L’outing dei raffinati intellettuali per Di Pietro però è soprattutto un colpo per il Pd, area da cui vengono quasi tutti i nuovi dipietristi con la libreria ricolma (il caso esemplare è quello del poeta Valerio Magrelli, che ha messo in versi la sua rottura col Pd riservandosi di decidere se votare Di Pietro…). Il Pd li ha traditi, la sinistra non esiste più: tanto vale buttarsi su Tonino. Poi dipende dai casi singoli. Ci sono quelli in cerca di poltrona dopo forzata astinenza, ed è il gruppo più nutrito. Ci sono l’editore Stefano Passigli, ex diessino a lungo senza incarichi, Pressburger, ex assessore ds a Spoleto poi caduto nell’oblio, lo storico comunista Nicola Tranfaglia, ex deputato Pdci con cui ha rotto a male parole, il filosofo Vattimo, ex un po’ di tutto… Ma ci sono altri cultori delle lettere che per la prima volta si buttano in politica, e lo fanno col politico meno intellettuale dell’arco costituzionale. Tra questi c’è la candidata Luisa Capelli, fondatrice dell’editrice Meltemi, raffinatissima, che pubblica saggi iper-specialistici di filosofia, da Kant a Lèvinas a Durkheim.
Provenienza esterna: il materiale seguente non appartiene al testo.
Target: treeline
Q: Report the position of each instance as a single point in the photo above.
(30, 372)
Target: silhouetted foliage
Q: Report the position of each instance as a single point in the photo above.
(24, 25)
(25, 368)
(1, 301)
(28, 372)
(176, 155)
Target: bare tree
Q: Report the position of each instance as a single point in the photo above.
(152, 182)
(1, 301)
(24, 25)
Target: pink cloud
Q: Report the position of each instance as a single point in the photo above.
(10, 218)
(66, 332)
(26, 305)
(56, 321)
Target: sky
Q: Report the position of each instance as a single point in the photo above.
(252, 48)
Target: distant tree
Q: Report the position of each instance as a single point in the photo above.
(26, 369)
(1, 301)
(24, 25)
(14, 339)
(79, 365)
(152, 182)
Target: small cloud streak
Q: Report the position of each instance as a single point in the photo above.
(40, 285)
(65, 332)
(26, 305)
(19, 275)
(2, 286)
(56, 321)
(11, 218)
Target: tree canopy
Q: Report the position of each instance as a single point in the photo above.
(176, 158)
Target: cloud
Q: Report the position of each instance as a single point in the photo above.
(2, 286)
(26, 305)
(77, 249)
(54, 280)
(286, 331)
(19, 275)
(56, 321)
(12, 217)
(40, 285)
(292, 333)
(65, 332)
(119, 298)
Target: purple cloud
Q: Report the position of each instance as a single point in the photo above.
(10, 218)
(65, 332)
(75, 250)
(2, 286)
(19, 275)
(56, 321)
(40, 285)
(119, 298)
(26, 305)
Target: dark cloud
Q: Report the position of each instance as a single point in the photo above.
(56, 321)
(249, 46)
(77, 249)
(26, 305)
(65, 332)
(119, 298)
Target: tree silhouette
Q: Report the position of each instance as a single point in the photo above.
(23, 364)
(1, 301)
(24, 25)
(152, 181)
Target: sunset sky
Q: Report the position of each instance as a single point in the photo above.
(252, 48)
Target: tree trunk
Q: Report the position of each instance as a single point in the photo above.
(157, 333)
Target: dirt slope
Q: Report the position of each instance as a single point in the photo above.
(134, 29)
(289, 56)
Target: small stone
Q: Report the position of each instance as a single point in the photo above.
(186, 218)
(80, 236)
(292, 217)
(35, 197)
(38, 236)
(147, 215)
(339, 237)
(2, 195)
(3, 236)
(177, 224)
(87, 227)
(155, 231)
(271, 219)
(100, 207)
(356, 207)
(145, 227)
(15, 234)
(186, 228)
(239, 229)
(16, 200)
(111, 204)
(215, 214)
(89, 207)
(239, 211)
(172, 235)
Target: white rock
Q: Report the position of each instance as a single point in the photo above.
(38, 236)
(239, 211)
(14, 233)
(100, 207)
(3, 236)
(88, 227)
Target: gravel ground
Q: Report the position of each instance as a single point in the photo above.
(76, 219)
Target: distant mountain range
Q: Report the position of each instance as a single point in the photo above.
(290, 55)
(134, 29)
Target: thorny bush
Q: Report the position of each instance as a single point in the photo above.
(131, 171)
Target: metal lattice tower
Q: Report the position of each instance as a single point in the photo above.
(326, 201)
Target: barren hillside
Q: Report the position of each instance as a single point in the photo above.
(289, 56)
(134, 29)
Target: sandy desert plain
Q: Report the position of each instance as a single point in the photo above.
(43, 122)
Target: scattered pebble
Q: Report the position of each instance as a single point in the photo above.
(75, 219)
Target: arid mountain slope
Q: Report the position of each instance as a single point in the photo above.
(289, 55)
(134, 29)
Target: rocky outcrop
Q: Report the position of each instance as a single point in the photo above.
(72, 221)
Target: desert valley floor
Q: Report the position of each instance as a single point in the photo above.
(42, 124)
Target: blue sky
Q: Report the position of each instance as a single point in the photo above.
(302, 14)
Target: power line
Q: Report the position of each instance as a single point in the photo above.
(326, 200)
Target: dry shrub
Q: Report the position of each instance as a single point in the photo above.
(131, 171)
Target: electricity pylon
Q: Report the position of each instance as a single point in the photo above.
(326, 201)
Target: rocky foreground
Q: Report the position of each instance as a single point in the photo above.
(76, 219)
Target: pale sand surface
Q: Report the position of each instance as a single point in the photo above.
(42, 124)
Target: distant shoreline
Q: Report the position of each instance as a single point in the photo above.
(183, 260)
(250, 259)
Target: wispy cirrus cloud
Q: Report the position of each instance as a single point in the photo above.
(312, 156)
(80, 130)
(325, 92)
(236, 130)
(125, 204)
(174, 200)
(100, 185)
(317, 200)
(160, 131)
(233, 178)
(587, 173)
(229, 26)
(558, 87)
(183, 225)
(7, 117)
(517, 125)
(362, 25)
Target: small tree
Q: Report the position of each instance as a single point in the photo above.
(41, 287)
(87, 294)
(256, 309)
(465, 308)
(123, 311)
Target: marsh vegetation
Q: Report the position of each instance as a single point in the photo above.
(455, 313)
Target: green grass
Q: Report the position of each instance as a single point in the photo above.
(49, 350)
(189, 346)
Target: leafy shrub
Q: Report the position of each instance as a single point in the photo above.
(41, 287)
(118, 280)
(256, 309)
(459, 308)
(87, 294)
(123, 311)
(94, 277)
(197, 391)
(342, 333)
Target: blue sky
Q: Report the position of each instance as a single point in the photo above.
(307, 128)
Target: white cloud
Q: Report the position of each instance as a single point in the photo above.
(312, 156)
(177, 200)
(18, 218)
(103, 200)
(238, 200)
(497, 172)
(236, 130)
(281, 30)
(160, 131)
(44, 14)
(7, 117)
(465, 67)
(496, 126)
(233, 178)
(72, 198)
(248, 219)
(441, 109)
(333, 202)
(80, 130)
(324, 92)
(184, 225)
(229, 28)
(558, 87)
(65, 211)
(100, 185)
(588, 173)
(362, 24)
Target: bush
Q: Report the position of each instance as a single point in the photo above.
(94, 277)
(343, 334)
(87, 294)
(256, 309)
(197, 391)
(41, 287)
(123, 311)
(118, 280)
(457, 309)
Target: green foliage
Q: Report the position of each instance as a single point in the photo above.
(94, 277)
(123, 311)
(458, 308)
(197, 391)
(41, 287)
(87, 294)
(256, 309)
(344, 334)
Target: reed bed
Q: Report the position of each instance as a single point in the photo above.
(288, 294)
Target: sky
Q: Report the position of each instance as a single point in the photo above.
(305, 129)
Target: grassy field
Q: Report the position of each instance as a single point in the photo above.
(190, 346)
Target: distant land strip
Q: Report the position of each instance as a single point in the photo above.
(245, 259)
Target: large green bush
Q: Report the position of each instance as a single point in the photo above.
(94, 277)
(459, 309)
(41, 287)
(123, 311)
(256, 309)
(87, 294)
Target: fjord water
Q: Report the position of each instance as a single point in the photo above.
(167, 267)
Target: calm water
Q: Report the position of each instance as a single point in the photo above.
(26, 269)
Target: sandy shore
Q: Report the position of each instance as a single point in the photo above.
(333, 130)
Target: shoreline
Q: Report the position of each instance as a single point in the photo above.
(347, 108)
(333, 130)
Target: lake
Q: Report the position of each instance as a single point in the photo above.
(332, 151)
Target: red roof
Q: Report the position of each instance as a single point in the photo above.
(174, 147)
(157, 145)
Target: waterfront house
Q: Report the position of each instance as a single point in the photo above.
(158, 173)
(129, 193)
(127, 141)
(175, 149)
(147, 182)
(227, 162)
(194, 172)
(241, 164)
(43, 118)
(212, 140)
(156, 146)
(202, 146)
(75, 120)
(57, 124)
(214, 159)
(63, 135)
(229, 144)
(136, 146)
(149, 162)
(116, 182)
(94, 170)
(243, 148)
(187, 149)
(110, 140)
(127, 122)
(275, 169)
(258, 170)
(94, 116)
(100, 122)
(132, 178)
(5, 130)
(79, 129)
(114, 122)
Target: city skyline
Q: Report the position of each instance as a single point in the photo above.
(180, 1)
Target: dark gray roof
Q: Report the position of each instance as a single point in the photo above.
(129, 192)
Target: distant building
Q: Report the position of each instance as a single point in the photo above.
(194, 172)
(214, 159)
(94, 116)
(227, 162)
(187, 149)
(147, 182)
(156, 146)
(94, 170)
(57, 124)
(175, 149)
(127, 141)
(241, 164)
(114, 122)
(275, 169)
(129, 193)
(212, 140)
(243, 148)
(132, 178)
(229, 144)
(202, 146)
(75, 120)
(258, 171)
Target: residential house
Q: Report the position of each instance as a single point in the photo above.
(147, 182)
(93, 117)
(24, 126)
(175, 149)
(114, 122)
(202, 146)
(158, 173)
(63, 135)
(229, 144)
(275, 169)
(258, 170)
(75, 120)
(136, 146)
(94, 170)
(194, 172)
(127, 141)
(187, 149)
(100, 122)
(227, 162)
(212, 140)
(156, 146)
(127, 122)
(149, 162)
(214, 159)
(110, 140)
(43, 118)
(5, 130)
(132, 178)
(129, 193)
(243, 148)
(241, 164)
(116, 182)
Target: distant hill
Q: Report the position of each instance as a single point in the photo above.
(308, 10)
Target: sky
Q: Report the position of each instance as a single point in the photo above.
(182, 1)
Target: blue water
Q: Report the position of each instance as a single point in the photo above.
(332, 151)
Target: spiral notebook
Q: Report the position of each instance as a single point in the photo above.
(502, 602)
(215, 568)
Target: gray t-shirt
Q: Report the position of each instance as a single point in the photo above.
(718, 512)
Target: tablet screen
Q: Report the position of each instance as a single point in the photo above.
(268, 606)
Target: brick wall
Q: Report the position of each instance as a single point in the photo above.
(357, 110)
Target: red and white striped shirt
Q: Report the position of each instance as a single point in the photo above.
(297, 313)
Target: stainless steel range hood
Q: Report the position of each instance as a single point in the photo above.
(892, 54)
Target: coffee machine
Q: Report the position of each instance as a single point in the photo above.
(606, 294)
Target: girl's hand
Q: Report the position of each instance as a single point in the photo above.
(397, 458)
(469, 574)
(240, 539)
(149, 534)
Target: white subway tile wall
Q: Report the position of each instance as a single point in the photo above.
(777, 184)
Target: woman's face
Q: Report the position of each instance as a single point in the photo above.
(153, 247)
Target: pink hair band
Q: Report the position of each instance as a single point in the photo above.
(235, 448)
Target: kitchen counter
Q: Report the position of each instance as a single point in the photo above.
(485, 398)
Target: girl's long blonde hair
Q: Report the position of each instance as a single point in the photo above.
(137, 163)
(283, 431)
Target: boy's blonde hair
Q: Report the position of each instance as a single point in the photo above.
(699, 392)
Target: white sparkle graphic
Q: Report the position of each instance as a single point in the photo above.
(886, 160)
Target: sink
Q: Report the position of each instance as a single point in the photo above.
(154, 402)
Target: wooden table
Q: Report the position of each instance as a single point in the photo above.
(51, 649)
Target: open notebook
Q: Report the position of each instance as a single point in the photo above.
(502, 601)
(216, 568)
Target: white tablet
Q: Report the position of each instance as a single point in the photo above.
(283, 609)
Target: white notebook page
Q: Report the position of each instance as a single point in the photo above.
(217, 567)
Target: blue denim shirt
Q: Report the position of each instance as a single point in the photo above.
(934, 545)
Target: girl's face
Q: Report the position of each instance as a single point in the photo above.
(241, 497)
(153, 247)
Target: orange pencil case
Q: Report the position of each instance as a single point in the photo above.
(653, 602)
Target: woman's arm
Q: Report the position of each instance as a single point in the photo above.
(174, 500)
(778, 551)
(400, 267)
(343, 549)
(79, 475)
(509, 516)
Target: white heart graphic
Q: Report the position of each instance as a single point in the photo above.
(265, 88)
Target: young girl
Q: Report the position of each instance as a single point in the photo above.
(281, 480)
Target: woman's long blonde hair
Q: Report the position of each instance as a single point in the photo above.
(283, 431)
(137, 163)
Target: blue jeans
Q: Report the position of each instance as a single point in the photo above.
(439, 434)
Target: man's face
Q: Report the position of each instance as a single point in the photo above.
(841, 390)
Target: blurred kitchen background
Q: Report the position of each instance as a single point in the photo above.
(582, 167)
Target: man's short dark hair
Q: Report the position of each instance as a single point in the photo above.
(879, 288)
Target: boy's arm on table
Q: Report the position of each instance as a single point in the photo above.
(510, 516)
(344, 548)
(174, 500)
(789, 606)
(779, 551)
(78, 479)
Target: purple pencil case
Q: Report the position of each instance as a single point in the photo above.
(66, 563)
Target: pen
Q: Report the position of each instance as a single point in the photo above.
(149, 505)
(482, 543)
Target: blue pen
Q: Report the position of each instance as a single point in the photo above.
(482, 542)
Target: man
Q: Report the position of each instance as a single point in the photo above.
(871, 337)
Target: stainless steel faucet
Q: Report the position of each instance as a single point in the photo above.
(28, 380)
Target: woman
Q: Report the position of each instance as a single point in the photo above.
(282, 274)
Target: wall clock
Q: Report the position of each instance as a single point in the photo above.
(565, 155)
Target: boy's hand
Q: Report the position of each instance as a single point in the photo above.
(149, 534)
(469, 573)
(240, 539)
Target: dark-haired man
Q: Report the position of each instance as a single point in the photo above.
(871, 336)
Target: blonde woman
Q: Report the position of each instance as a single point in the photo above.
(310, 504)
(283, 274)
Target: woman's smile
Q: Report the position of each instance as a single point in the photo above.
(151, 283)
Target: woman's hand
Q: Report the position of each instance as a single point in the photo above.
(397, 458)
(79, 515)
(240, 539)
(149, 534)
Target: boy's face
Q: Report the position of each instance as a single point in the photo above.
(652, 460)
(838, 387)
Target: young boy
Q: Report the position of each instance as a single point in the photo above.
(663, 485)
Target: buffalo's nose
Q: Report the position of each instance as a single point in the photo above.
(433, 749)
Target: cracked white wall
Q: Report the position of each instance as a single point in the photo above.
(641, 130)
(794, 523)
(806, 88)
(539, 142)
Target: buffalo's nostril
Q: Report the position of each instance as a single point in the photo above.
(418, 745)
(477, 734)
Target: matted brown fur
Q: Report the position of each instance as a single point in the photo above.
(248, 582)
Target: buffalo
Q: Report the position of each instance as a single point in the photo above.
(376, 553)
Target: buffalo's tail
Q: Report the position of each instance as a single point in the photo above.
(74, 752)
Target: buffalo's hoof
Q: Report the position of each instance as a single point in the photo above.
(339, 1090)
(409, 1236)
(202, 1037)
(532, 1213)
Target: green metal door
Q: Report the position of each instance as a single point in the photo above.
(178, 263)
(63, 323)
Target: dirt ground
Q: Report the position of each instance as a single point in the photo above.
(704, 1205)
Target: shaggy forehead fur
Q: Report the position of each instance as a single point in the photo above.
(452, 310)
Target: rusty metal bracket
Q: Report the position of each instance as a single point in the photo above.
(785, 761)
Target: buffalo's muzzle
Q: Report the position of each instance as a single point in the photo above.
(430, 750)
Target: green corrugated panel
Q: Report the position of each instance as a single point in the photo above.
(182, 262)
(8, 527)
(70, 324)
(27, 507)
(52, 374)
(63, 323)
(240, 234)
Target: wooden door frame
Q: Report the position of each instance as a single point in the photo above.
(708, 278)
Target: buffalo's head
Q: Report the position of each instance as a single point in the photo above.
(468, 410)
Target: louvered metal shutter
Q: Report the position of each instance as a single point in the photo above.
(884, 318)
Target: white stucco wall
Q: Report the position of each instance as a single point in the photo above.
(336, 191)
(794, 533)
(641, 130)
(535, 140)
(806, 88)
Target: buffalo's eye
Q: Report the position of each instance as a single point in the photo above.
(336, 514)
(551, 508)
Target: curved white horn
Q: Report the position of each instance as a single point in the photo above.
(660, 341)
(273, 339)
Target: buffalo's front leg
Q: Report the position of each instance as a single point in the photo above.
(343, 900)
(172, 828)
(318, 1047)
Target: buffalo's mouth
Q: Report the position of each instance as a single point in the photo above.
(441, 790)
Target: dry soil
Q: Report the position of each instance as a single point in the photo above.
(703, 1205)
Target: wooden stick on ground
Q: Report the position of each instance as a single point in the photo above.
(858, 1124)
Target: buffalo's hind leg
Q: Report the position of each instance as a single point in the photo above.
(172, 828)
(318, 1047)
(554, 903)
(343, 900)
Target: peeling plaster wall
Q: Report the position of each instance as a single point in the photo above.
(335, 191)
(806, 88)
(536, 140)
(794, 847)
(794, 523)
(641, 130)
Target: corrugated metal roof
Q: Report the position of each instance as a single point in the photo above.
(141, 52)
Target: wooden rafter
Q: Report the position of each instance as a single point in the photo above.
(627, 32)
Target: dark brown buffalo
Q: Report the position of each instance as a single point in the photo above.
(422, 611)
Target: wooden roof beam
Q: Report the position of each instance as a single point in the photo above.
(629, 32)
Dalla Critica della ragion pura alle critiche di Tonino: misteri della cultura superiore. Tutti la spiegano col fatto che Tonino è l’unico a fare opposizione, così ha detto Vattimo, così Pressburger, così Tranfaglia e così ora Magris. Lo votiamo o ci candidiamo con lui perché è contro Berlusconi. Concetti un po’ deboli per intellettuali di quel calibro. Insomma devono ancora dimostrare di non aver scelto come in quel bellissimo romanzo di Magris: Alla cieca.